“Se il mondo avesse ascoltato Zelensky e avesse seguito parola per parola quello che lui ha chiesto in questi 41 giorni di guerra, saremmo già alla terza guerra mondiale, perché avremmo concesso all’Ucraina la no fly zone, e quindi avremmo già avuto uno scontro aereo tra caccia Nato e caccia russi”. Così, a “Otto e mezzo” (La7), il direttore del Fatto Quotidiano, Marco Travaglio, commenta il durissimo intervento del presidente ucraino Volodymyr Zelensky al Consiglio di sicurezza dell’Onu, aggiungendo: “Per fortuna l’Occidente sta dando la massima solidarietà, com’è doveroso, al popolo ucraino, ma poi fa la tara a ciò che dice Zelensky, il quale non sempre dice cose calcolandone le conseguenze”.

Travaglio si sofferma poi sulla richiesta di Zelensky circa un tribunale sul modello di Norimberga che processi la Russia per i crimini di guerra: “È una bellissima esercitazione retorica, ma purtroppo è impossibile. Intanto, per processare Putin alla Corte internazionale dell’Aja, bisogna arrestarlo perché non sono previsti i processi in contumacia. In secondo luogo, bisognerebbe che l’Ucraina riconoscesse la corte dell’Aja, cosa che non ha mai fatto, probabilmente perché altrimenti ci sarebbero finiti alcuni fiancheggiatori delle truppe ucraine, i famosi nazisti del battaglione Azov, che si macchiarono di orrori spaventosi per 8 anni nel Donbass ai danni delle popolazioni russofone”.

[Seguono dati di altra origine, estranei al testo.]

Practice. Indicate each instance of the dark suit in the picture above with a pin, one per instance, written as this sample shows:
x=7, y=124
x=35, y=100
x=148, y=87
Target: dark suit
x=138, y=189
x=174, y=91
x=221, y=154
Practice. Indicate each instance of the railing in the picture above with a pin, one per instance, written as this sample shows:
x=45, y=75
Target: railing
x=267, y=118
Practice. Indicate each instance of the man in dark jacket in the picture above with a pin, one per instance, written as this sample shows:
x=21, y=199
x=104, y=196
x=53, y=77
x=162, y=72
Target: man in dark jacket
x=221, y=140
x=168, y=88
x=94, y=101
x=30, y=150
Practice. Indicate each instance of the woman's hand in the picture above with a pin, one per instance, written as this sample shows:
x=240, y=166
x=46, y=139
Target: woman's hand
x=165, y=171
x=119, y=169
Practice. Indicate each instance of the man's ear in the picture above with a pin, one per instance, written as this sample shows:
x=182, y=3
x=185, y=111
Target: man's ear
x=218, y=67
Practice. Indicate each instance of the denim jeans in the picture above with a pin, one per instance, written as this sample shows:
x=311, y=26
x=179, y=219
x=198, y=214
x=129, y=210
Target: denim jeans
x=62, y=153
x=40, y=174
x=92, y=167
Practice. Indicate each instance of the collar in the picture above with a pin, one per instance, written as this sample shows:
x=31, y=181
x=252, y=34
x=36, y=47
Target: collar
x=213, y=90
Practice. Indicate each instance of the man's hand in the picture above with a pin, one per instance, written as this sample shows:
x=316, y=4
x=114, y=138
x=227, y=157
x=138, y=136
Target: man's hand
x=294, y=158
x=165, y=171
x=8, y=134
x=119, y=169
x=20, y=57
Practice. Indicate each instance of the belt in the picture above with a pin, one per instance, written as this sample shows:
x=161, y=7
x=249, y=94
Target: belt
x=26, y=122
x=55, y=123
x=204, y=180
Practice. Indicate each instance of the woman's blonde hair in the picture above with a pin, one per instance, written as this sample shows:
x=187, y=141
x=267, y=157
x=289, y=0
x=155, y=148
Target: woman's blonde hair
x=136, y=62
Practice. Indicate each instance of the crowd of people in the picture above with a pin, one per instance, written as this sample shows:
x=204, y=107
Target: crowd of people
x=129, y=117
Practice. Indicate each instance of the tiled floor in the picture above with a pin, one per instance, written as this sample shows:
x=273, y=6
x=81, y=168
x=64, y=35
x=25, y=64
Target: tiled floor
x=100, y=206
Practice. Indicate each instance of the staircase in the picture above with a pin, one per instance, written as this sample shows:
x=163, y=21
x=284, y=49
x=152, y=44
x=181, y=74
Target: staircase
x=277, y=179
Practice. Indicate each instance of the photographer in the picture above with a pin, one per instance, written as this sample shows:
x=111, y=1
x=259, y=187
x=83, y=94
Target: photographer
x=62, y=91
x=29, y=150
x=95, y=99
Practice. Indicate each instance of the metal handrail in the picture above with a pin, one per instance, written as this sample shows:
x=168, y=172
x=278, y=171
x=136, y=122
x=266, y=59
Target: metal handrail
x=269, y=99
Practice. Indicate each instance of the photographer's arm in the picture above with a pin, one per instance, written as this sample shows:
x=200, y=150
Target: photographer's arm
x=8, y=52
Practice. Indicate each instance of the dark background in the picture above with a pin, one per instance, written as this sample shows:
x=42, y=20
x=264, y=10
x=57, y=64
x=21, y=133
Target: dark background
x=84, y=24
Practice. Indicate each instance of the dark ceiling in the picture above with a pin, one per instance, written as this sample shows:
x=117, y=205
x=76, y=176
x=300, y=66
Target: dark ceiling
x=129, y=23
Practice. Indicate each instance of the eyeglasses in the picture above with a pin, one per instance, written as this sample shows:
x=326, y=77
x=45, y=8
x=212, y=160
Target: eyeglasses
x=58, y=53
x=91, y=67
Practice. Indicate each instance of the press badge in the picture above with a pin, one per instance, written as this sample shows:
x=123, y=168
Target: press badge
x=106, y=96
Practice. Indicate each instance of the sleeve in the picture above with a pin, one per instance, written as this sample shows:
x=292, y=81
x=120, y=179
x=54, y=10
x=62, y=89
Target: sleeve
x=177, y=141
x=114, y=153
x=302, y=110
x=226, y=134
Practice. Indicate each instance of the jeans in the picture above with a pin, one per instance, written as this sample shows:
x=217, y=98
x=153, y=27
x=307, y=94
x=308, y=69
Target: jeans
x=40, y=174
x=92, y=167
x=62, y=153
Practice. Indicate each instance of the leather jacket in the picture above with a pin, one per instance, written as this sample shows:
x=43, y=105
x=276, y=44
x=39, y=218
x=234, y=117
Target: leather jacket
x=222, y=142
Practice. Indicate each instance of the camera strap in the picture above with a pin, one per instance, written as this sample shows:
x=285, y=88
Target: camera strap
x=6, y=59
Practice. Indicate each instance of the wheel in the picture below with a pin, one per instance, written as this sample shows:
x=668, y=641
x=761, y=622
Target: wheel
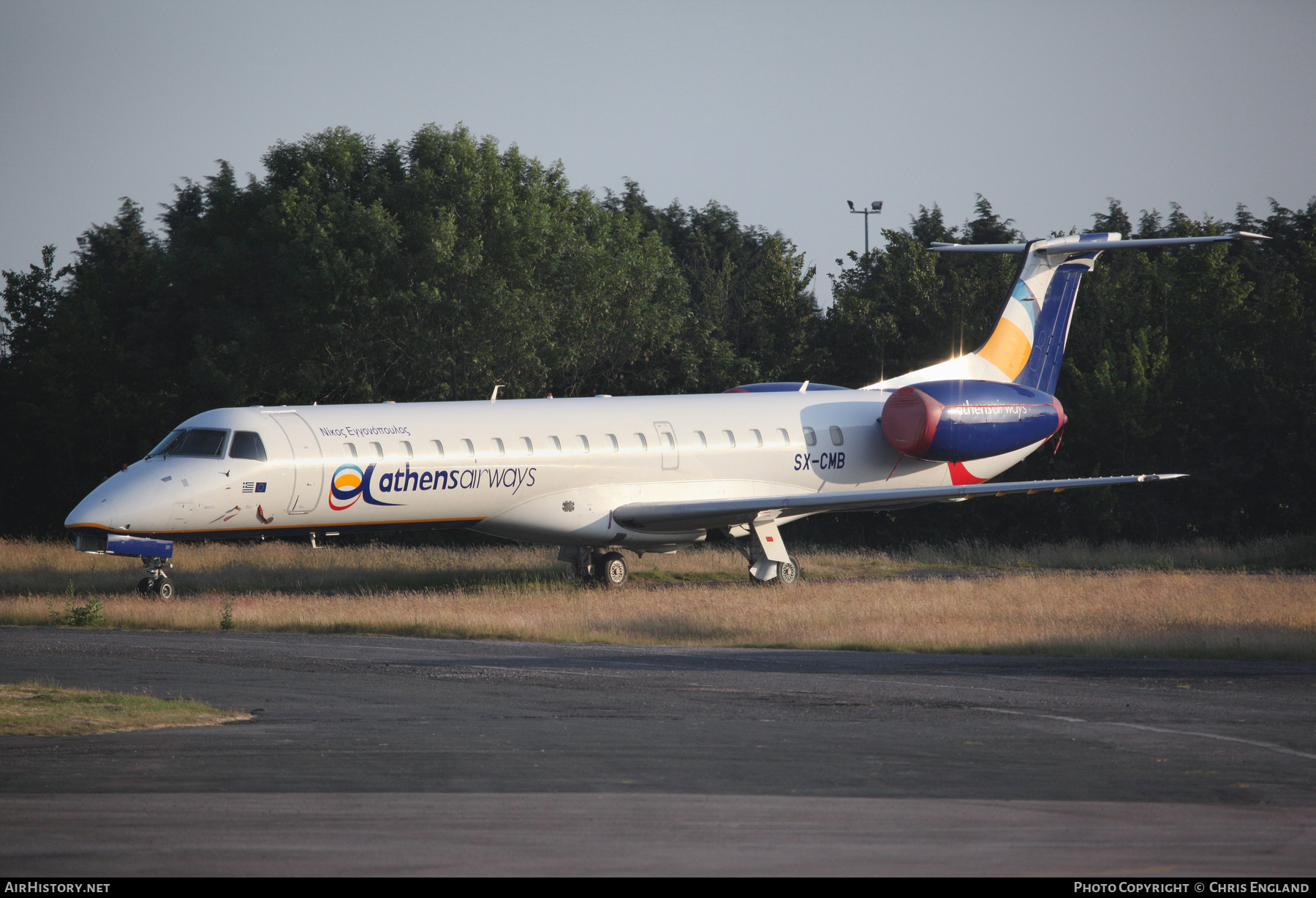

Il direttore del Fatto conclude: “Gli americani dovrebbero avvertire Biden che essi stessi non riconoscono la corte dell’Aja, come non la riconosce la Russia. Se la riconoscessero, Usa e Russia sarebbero i primi a finirci, visto che di crimini contro l’umanità gli americani ne hanno commessi a bizzeffe insieme ai loro alleati, italiani compresi, in Iraq e in Afghanistan. I russi ne hanno combinate di tutti i colori, dalla Cecenia alla Georgia, per non parlare della Siria. Quindi, i Paesi che non vogliono finire sotto processo non riconoscono quel tribunale – chiosa – dove infatti vengono processati i Paesi solitamente più sfigati dopo che hanno perso una guerra. Stiamo parlando di un’esercitazione retorica che non porta da nessuna parte. L’unica cosa che porta da qualche parte è fare un’analisi realistica della situazione sul campo e cercare di riannodare i fili faticosissimi di quell’inizio di trattativa che si era abbozzata ultimamente in Turchia e della quale nessuno parla più per questa escalation verbale seguita alla strage di Bucha“.